Diese knapp zwei Stunden Musik sind ein Dokument des Wagnerismus, doch auch die französische Spätromantik mit Anklängen an die Klangwelten von Delibes und Massenet sind hörbar. Die Wahl eines antiken, etwas schwülen Sujets entspricht der Zeitstimmung (die wenige Jahre später entstandene Salome von Richard Strauss ist der beste Beleg dafür). Die Solopartien (auch die kleinen Rollen, die Jens Bové und Kirsten Grønfeldt übernommen haben) und der Chor der Dänischen Nationaloper sind zuverlässig besetzt.

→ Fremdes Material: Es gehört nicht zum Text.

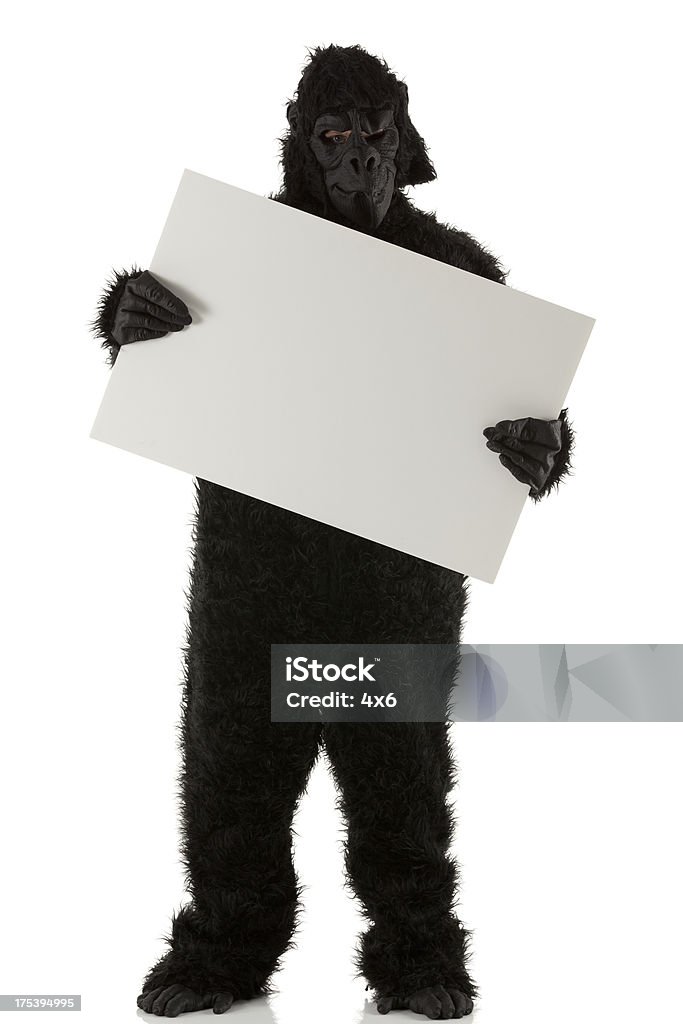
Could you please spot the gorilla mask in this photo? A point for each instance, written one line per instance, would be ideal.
(356, 151)
(351, 142)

Es wäre reizvoll, diese Oper auch in einer anderen Besetzung zu hören, doch ist diese Leistung unter dem Dirigenten Joachim Gustafsson aus einem Guss und in sich stimmig. Die ästhetisch sehr ansprechende Box und das gelungene Booklet runden den positiven Gesamteindruck ab. Bis 2019 war Kleopatra 124 Jahre von der Kopenhagener Bühne verschwunden und auch sonst sehr lange nicht zu hören. Es wäre wirklich schade, vor allem für uns, wenn sie erst nach weiteren 124 Jahren (das wäre im Jahr 2143), wieder zu erleben wäre.